Strike 2: Two days later, a rep finally saw the order. But to help, they needed a password. I never set one. The rep was confident I should have one, I was confident I hadn’t. We were at a standstill. They politely refused to help.
The “Deadlock”: I tried to reset the PIN online.
To reset the PIN, I needed an account.
To create an account, I needed my new phone number.
To get my new phone number, I needed the phones... which hadn’t shipped.
I was trapped in a broken logic loop.
Strike 3: I asked if I could go to a physical store. “Yes,” they said. I went, showed my ID. The store rep could verify who I was but explained their system couldn’t access my web order to make a change. They also warned I wouldn’t be able to change the color once the phones arrived.
Helpless, I emailed the CEO. The ‘presidential services’ team got involved, and after several more emails, they finally resolved it by canceling the entire order, processing a return, and placing a new one.
All for a simple color change.
Where the Customer 360 Vision Broke Down
This experience was a perfect failure analysis of a system that looks good on paper but fails in practice.
System Time Lags: My order was invisible for days. Different systems clearly had different information, and my old, abandoned quotes from the past seemed to be “muddying the waters” for the reps.
Siloed Data & Tools: It was obvious that reps in different channels (chat, phone, store) were looking at different screens. The in-store rep had no access to my web order. The late-night rep (complete with roosters crowing in the background) had to escalate to a superior just to view my details.
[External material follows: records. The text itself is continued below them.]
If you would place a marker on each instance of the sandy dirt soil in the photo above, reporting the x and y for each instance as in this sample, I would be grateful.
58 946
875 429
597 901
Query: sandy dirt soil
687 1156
Inconsistent Knowledge: I got a different answer from every rep. “It’s an easy change.” “We’ll have to charge you a restocking fee.” “You have to cancel the whole order.” Only one person knew the correct (and final) “cancel and re-order” process.
Asymmetric Trust: This was the most frustrating. The carrier had no problem using my SSN and personal data to run a credit check and charge my card. But to help me, I had to prove my identity with a PIN I was never given, with no other MFA options available. They trusted me to pay, but not to be helped.
Process Deadlocks: I was trapped in a ‘catch-22’ built by their own processes. It was a completely broken, automated flow with no human override.
Broken Channels: The web portal, my chosen channel, was missing crucial steps (like setting a PIN or an ‘edit’ button). The IVR’s callback feature was broken, echoing the last digit of my number in an endless loop. The customer journey was a black hole.
Takeaways for Leaders
First, the obvious: I should have double-checked my order. But mistakes happen. A good system should allow for simple fixes.
Executives: Be your own customer. You must get first-hand experience of your product. Place an order. Try to get help. Test your security. You will never see this kind of pain in a dashboard metric.
Empathy is not enough. Every rep was cordial and “empathetic.” But empathy without empowerment is useless. My goal was a color change, not a therapy session. The reps were just following a broken script.
Actively hunt for deadlocks. My problem was an edge case, but it was one I couldn’t solve myself. Your automated processes must have a human override. Don’t automate your customers into a corner.
Inconsistent tools create inconsistent experiences. If your in-store tool, web tool, and phone tool all work differently, you don’t have one company; you have three confusing ones.
Get your trust framework right. If you make it easy for a customer to give you data (SSN, credit card), you must make it just as easy for them to prove who they are to get service. A single point of failure (a PIN I never set) is not a security policy; it’s a barrier.
It just shouldn’t have been this hard.
What about you? Have you ever been trapped in a “helpful” process gone wrong?